Zinc and Vitamin D: Real but Modest Cofactor Roles
Zinc is a genuine cofactor in testosterone synthesis — a controlled study found that experimentally restricting dietary zinc in young men produced a significant drop in testosterone over 20 weeks, while zinc supplementation in older men with marginal zinc deficiency raised testosterone measurably[3]. Vitamin D's role is more mixed: an early controlled trial found a testosterone increase with vitamin D supplementation in overweight men undertaking a weight-loss program[4], but subsequent trials in broader populations have produced inconsistent results — the honest summary is that correcting a genuine zinc or vitamin D deficiency is a reasonable, low-risk step for someone who has one, but supplementing beyond adequate levels in someone who isn't deficient has considerably weaker support.
Alcohol: More Nuanced Than "Always Lowers It"
A 2024 meta-analysis of the chronic alcohol research found that sustained alcohol consumption reliably reduces free testosterone in men, with heavy, long-term use associated with more severe suppression and, in alcohol dependence, outright hypogonadism — clinically low testosterone — that's often reversible after several weeks of abstinence[5]. The acute, single-dose picture is genuinely different: a controlled crossover trial found that a single low dose of alcohol produced a measurable acute increase in testosterone in men, not a decrease[6]. The honest synthesis: chronic, regular drinking is reliably testosterone-suppressive — the dose-response relationship there is solid — but the flat claim that "even one drink lowers testosterone" doesn't hold up against the acute-dose research, which points the other way for a single low dose specifically.
Tongkat Ali: One of the Better-Evidenced Botanicals in This Space
Tongkat Ali (Eurycoma longifolia) is a herbal extract with a genuinely more substantial human trial base than most botanicals marketed for testosterone.

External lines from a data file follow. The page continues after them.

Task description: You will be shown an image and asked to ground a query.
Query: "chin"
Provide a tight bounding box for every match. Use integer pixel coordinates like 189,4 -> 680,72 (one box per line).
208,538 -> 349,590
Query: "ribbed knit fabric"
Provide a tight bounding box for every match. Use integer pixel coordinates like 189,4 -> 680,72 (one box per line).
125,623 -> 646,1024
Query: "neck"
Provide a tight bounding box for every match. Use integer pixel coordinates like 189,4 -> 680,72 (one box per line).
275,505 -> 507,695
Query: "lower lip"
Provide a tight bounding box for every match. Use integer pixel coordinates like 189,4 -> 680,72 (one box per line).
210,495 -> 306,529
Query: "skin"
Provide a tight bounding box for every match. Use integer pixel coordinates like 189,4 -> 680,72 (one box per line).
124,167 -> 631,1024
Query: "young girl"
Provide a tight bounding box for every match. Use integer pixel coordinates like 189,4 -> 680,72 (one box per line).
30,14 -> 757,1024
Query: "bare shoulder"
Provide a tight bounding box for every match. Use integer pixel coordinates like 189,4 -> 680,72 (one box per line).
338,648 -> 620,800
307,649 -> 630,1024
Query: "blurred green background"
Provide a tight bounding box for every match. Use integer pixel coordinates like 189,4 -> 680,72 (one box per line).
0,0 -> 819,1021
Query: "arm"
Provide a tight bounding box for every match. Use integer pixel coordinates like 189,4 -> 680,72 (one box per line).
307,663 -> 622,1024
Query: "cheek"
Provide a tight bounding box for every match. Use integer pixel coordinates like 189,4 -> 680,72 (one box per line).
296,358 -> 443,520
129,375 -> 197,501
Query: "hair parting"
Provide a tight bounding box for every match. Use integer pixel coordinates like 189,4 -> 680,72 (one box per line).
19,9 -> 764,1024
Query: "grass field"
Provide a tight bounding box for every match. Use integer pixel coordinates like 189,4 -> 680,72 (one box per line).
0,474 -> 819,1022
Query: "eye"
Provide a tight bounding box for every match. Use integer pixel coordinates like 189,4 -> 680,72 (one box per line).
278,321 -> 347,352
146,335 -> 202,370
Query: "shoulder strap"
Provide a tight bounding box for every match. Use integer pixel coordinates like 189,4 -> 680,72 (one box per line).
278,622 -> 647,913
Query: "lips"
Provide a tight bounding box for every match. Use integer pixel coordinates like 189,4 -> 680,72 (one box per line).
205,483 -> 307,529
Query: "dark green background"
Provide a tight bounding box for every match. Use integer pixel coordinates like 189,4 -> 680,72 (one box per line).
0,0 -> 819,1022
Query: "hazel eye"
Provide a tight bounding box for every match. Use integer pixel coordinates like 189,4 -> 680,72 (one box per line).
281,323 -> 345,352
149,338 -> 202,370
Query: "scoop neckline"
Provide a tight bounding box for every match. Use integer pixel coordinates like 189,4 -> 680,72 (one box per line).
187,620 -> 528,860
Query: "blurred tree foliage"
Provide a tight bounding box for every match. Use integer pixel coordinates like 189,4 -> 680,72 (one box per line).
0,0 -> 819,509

A systematic review and meta-analysis pooling five randomised controlled trials found a significant increase in total testosterone with Eurycoma longifolia supplementation, with the effect present in both healthy volunteers and men with clinically low testosterone[12]. The authors were careful to note real limitations — the pooled trials varied considerably in dose, duration, and population, and the total evidence base remains small. Moderate evidence — better than most botanicals, but well below sleep and resistance training.
Sleep Apnoea's Specific Effect
Beyond the general sleep-restriction effect covered above, sleep apnoea specifically — repeated breathing interruptions during sleep, covered in depth in the Sleep guide — is independently associated with suppressed testosterone in men, plausibly through the same disrupted, fragmented sleep architecture that drives its other health effects. Anyone with suspected sleep apnoea (loud snoring, witnessed breathing pauses, or persistent daytime fatigue despite adequate time in bed) should get it evaluated and treated directly rather than relying on general sleep-hygiene fixes.
Section takeaway
Sleep is the single most reliable, evidenced lever on testosterone available to most people — more consistently supported than most supplements sold for the purpose. Body composition matters mechanistically, not just statistically, via aromatase. The alcohol relationship is dose- and duration-dependent: chronic heavy use suppresses it reliably; a single low dose does not. And among supplements specifically, Tongkat Ali has a meaningfully better trial base than most, even while still falling short of the sleep and training evidence.